Estimated reading time: 4 minutes, 40 seconds
Trust makes the world go around. Well at least, it makes the economy go around. Think about it: every single transaction you’re a part of needs trust to be executed. You have to trust the vendor to deliver on your purchase. The vendor needs a guarantee that the buyer will pay. Trust is even being put in the currency used to make the purchase.
But not every transaction goes straight from buyer to seller. Products are sold, bought, and resold several times, and are often transported by several different handlers. Trust is needed for each step of the supply chain.
Currently, trust is established through business history, credit or complex contracts. Consumer lack of trust causes “friction”, and that ends up costing both producers and consumers money. Disputes must be dealt with in court, which is neither time or cost efficient.
Getting something from point “a” to point “b” might seem simple, but in the real world transporting goods is insanely complex. The result is a non-transparent supply chain where many parties are left in the dark.
The core part of the supply chain is producers and consumers being connected by third parties.

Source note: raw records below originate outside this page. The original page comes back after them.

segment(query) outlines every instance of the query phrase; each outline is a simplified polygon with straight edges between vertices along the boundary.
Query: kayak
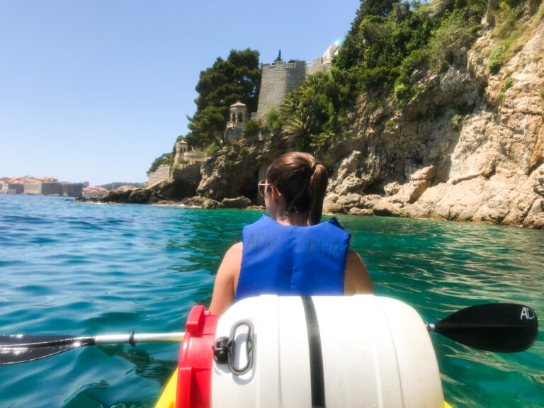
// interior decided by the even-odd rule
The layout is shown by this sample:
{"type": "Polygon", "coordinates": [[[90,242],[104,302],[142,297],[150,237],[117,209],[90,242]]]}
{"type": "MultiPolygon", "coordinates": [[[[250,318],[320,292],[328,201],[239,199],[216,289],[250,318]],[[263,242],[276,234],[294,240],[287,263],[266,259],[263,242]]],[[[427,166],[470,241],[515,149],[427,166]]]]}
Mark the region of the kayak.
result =
{"type": "Polygon", "coordinates": [[[193,308],[155,408],[367,405],[450,408],[417,312],[372,295],[266,295],[221,316],[193,308]]]}
{"type": "MultiPolygon", "coordinates": [[[[178,370],[174,372],[166,386],[162,390],[155,408],[176,408],[176,389],[178,385],[178,370]]],[[[451,405],[444,401],[444,408],[451,408],[451,405]]]]}

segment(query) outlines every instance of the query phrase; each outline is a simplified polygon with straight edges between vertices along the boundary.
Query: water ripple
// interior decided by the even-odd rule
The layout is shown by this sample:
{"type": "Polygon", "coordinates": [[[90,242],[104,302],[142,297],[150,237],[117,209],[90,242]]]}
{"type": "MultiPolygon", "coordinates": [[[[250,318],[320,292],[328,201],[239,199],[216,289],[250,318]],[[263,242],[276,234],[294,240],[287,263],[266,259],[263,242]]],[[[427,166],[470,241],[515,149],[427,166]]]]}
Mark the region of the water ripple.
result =
{"type": "MultiPolygon", "coordinates": [[[[258,212],[96,205],[0,195],[1,334],[177,332],[208,305],[222,255],[258,212]]],[[[544,316],[544,232],[340,217],[377,294],[428,322],[489,302],[544,316]]],[[[528,351],[477,351],[432,341],[457,407],[544,406],[544,333],[528,351]]],[[[152,407],[178,344],[86,347],[0,369],[0,406],[152,407]],[[51,392],[50,385],[55,384],[51,392]]]]}

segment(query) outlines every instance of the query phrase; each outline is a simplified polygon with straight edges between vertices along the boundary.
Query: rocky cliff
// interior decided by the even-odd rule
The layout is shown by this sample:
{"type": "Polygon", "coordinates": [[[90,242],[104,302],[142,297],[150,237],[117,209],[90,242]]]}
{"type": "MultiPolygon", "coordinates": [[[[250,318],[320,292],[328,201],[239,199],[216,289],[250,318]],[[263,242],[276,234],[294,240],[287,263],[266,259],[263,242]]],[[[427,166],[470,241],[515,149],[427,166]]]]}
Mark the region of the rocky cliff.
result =
{"type": "MultiPolygon", "coordinates": [[[[330,170],[324,210],[544,227],[543,14],[526,14],[493,69],[501,45],[483,21],[477,40],[446,71],[413,72],[417,91],[403,106],[360,96],[348,134],[314,152],[330,170]]],[[[174,176],[151,196],[196,194],[185,202],[208,208],[243,206],[247,200],[230,200],[241,196],[256,203],[257,181],[295,149],[290,140],[268,132],[234,141],[200,174],[174,176]]]]}
{"type": "MultiPolygon", "coordinates": [[[[497,39],[484,22],[463,63],[412,74],[418,92],[402,108],[368,113],[372,96],[361,97],[350,137],[317,152],[332,171],[325,210],[544,227],[544,20],[524,23],[494,74],[497,39]]],[[[293,149],[285,140],[225,147],[198,194],[254,199],[259,169],[293,149]]]]}

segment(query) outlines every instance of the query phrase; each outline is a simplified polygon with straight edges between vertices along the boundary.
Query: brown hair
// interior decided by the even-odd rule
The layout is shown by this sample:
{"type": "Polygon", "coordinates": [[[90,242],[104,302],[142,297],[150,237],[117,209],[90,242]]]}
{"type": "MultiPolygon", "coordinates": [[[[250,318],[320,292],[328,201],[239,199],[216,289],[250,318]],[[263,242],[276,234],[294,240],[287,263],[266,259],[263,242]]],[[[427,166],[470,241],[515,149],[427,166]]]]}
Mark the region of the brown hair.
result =
{"type": "Polygon", "coordinates": [[[266,180],[285,200],[285,214],[308,212],[307,224],[318,224],[323,212],[327,168],[310,153],[290,152],[266,169],[266,180]]]}

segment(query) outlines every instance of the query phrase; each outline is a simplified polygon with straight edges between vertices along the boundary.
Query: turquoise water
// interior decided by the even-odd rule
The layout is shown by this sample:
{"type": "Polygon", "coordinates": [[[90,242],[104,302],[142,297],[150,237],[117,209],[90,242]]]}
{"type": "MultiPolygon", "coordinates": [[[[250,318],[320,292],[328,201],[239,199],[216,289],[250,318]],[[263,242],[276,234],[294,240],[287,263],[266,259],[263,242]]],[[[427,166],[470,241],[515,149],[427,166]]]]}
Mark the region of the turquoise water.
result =
{"type": "MultiPolygon", "coordinates": [[[[222,254],[259,212],[99,205],[0,195],[0,334],[95,335],[184,330],[209,305],[222,254]]],[[[544,231],[340,217],[376,293],[429,322],[514,302],[544,319],[544,231]]],[[[457,407],[544,407],[544,335],[497,354],[439,335],[446,399],[457,407]]],[[[86,347],[0,367],[0,407],[153,407],[179,346],[86,347]]]]}

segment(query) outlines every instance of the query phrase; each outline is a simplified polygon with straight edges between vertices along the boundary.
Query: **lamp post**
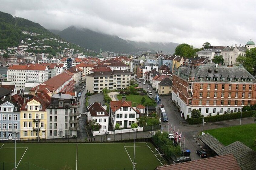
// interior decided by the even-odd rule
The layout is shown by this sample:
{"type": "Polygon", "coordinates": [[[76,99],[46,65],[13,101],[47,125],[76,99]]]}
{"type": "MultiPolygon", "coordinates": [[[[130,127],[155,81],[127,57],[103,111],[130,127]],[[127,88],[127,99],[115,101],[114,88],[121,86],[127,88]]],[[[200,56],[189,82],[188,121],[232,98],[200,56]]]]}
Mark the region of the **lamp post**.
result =
{"type": "Polygon", "coordinates": [[[136,131],[138,131],[138,129],[133,129],[133,131],[134,131],[134,148],[133,151],[133,169],[134,170],[135,169],[135,165],[136,164],[135,162],[135,139],[136,138],[136,131]]]}
{"type": "MultiPolygon", "coordinates": [[[[241,103],[241,106],[243,103],[242,103],[242,102],[241,101],[240,101],[240,103],[241,103]]],[[[241,111],[240,112],[241,112],[241,116],[240,116],[240,126],[241,125],[241,122],[242,122],[242,109],[243,109],[242,107],[241,108],[241,111]]]]}

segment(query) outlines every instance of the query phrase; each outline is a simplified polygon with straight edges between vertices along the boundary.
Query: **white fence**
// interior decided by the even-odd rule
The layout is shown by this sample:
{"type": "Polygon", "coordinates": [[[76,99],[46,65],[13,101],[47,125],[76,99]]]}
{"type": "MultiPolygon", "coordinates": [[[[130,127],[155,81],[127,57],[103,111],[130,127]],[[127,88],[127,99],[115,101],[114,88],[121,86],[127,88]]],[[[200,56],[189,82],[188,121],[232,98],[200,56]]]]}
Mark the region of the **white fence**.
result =
{"type": "MultiPolygon", "coordinates": [[[[138,131],[143,131],[143,127],[138,127],[136,129],[138,129],[138,131]]],[[[93,131],[93,136],[96,136],[97,135],[101,135],[102,134],[116,134],[118,133],[130,133],[133,132],[134,131],[133,130],[133,129],[120,129],[120,130],[116,130],[115,131],[93,131]]]]}

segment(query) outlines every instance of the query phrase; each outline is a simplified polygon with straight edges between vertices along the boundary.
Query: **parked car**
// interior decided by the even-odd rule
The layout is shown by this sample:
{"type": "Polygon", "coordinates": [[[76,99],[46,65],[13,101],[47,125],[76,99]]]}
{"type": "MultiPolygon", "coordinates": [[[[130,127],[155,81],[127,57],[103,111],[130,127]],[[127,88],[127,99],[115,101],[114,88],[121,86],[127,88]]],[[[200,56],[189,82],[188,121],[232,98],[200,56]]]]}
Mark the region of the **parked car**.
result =
{"type": "Polygon", "coordinates": [[[179,158],[177,158],[175,162],[176,163],[179,163],[182,162],[187,162],[191,160],[191,159],[189,156],[183,156],[179,158]]]}
{"type": "Polygon", "coordinates": [[[207,158],[207,153],[203,150],[198,149],[195,151],[195,153],[199,155],[200,157],[202,158],[207,158]]]}
{"type": "Polygon", "coordinates": [[[172,140],[174,138],[174,135],[172,133],[169,133],[168,136],[168,138],[171,140],[172,140]]]}

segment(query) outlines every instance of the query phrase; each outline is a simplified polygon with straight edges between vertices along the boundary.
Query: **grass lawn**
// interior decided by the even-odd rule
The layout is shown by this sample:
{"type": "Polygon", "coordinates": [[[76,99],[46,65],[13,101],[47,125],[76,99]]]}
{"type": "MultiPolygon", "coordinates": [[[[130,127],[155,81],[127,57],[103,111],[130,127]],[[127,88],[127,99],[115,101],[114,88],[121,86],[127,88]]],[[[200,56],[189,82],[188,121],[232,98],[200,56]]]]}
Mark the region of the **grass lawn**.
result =
{"type": "Polygon", "coordinates": [[[239,141],[256,151],[254,140],[256,138],[256,123],[204,131],[225,146],[239,141]]]}
{"type": "MultiPolygon", "coordinates": [[[[17,169],[132,169],[134,144],[18,143],[17,169]]],[[[136,146],[137,169],[153,170],[166,163],[158,159],[151,143],[137,143],[136,146]]],[[[14,147],[13,144],[0,144],[0,170],[14,168],[14,147]]]]}
{"type": "MultiPolygon", "coordinates": [[[[120,100],[122,99],[122,97],[123,96],[122,95],[117,95],[117,98],[118,100],[120,100]]],[[[152,103],[152,105],[156,105],[156,102],[153,99],[149,97],[147,95],[144,95],[141,96],[141,95],[135,95],[134,94],[129,94],[129,95],[124,96],[126,97],[126,100],[128,101],[131,101],[132,102],[132,106],[135,107],[140,103],[140,100],[141,98],[143,96],[145,97],[146,99],[146,103],[152,103]]]]}

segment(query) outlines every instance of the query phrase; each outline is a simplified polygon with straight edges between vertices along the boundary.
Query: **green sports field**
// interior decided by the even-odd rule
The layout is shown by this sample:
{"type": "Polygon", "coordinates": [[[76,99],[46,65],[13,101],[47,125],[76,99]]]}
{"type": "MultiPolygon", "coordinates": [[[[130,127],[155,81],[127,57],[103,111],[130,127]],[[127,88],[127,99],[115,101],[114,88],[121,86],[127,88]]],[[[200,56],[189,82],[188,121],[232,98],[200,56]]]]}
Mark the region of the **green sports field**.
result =
{"type": "MultiPolygon", "coordinates": [[[[133,169],[134,143],[18,144],[17,169],[133,169]]],[[[0,170],[15,166],[14,144],[0,144],[0,170]]],[[[166,162],[149,142],[136,143],[136,169],[154,169],[166,162]]]]}
{"type": "Polygon", "coordinates": [[[239,141],[256,151],[254,140],[256,138],[256,123],[204,131],[227,146],[239,141]]]}

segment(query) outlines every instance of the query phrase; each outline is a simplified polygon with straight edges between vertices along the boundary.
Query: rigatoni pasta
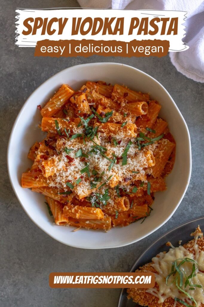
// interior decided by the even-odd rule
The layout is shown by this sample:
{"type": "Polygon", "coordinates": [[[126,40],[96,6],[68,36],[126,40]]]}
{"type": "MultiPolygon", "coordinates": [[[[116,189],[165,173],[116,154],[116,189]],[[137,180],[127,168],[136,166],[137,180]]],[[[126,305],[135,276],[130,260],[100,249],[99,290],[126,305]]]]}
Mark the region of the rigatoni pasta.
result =
{"type": "Polygon", "coordinates": [[[159,103],[123,86],[88,81],[76,92],[63,84],[38,108],[47,134],[30,149],[33,163],[22,185],[45,195],[55,223],[106,231],[143,222],[175,158],[159,103]]]}

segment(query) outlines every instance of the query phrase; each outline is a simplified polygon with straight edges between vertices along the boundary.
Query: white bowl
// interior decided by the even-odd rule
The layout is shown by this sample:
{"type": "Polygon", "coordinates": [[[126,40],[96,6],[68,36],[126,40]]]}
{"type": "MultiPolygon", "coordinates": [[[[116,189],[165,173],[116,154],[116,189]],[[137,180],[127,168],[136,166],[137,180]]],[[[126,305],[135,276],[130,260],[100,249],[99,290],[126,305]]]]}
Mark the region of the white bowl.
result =
{"type": "MultiPolygon", "coordinates": [[[[158,81],[147,74],[127,65],[117,63],[92,63],[64,69],[44,82],[31,95],[20,110],[11,134],[7,153],[9,174],[13,188],[23,208],[31,220],[52,238],[68,245],[82,248],[105,248],[130,244],[145,238],[161,227],[178,208],[188,187],[191,171],[189,133],[176,103],[158,81]],[[161,105],[160,116],[168,122],[176,143],[174,167],[166,178],[167,190],[155,193],[154,210],[143,223],[117,227],[106,233],[54,224],[44,204],[43,195],[23,189],[21,174],[30,167],[27,157],[29,148],[43,134],[38,128],[40,122],[38,105],[43,105],[63,83],[77,90],[87,80],[124,84],[130,88],[149,93],[161,105]]],[[[22,217],[23,218],[23,217],[22,217]]],[[[182,217],[181,217],[182,219],[182,217]]]]}

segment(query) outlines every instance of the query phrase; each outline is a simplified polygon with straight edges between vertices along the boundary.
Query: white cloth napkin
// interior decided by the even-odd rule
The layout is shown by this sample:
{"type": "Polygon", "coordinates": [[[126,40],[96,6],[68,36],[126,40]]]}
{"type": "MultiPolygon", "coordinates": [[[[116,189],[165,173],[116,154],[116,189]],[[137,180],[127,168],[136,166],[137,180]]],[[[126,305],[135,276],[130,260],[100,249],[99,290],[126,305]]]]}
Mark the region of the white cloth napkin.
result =
{"type": "Polygon", "coordinates": [[[78,0],[82,7],[123,10],[155,10],[187,12],[186,36],[183,41],[189,48],[170,52],[177,70],[195,81],[204,82],[203,0],[78,0]]]}

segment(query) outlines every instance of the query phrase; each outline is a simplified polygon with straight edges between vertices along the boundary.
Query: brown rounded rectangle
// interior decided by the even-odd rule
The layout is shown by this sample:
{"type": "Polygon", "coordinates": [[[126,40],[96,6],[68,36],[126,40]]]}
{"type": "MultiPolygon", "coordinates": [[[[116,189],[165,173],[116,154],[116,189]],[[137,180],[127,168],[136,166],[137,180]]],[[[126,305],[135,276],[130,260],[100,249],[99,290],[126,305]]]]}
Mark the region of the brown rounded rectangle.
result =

As we mentioned above, very few companies have the ability to fulfill online orders and any that maintains inventory is going to have to deal with third party producers, re-sellers and transporters.
Lots of possibilities for problems
Currently, once a product leaves your hands, or before it even gets to the recipient, the possession of the goods are entrusted to a shipper. A lot of things can go wrong with transport of goods. Let’s say the producer of Faberge eggs is looking to get their product to an independent fine goods store. The transportation process often involves several shippers, creating a major issue: accountability. These priceless works of art are extremely fragile. Let’s say a box shifts the wrong way and an egg breaks. That issue likely won’t be discovered until delivery is received and the shipment is checked.
With the cost of these beautiful eggs being exorbitant, you’re going to have an angry buyer and they are going to want their money back. But whose fault is this? Who had possession of the good when it broke or was exposed to other undesirable conditions such as extreme temperatures? In this case, the current supply chain supplies no answers. Their solution is for producers and consumers to pay for expensive insurance policies, since usually, no fault can be assigned.
All of these problems cost money, and most of that cost will ultimately get passed on to the consumer. It’s a closed system that operates on a lot of faith, and that doesn’t always work out. The can offer transparency that could reduce recalls, shipping times and cost.
How can blockchains help maintain trust & accountability
The term blockchain is thrown around loosely, but there’s an important distinction to make. Blockchains like Bitcoin and Ethereum are what are known as open blockchains. Anyone can use them while maintaining a certain level of anonymity, but the information that is transmitted is private.
However, there is another type of blockchain known as a permissioned blockchain. While it partially maintains the same structure, the parties are known but the information transacted is restricted to permissioned parties. This type of blockchain is perfect for business. Business entities aren’t going to throw around their proprietary information to be seen by the public and competitors. They want to operate on a need to know basis. A permissioned blockchain allows businesses to do exactly that.
A partnered technological effort
But how can a blockchain address a “damaged goods” scenario that we described above? The answer is that blockchain alone can’t do this. It can, however, be paired with something called the Internet of Things and act as a permanent immutable ledger.
The Internet of Things describes the interconnectivity of everyday objects via the internet. Ever hear about someone using their phone to control their thermostat? That’s the Internet of Things in action. While the term describes everyday objects, the IoT can also describe a network of sensors. And these sensors could be used to transmit data to the blockchain.
Let’s use food as an example. Produce has to be kept at a certain temperature, or the shipment can spoil or even become unsafe. There are thousands of recalls of unsafe products each year and several outbreaks of foodborne disease, with some even resulting in death. By using the IoT paired with a blockchain, temperature data could be constantly monitored. If temperature could be monitored by sensors, so could other conditions, like humidity, stopping time, and any bumps or jostling of cargo.
If any of these sensors detect a condition outside of the predetermined range, that data would be permanently recorded on the blockchain, alerting the appropriate parties that the shipment has fallen out of agreed upon range. At that point the receiver can refuse the shipment.
If the shipment meets conditions, it is then accepted with the assurance that the shipping conditions were okay. This transparency given to proper parties can give producers and consumers alike more confidence in their purchases and consumption.
It’s already happening
We are already seeing blockchains putting these plans in action. Projects like IOTA and Waltonchain are using different methods to track products along the shipping process. While these cases are still in their test stage, early results seem promising.
While the blockchain may not revolutionize the supply chain overnight, it wouldn’t be surprising to see a gradual shift towards the technology over time.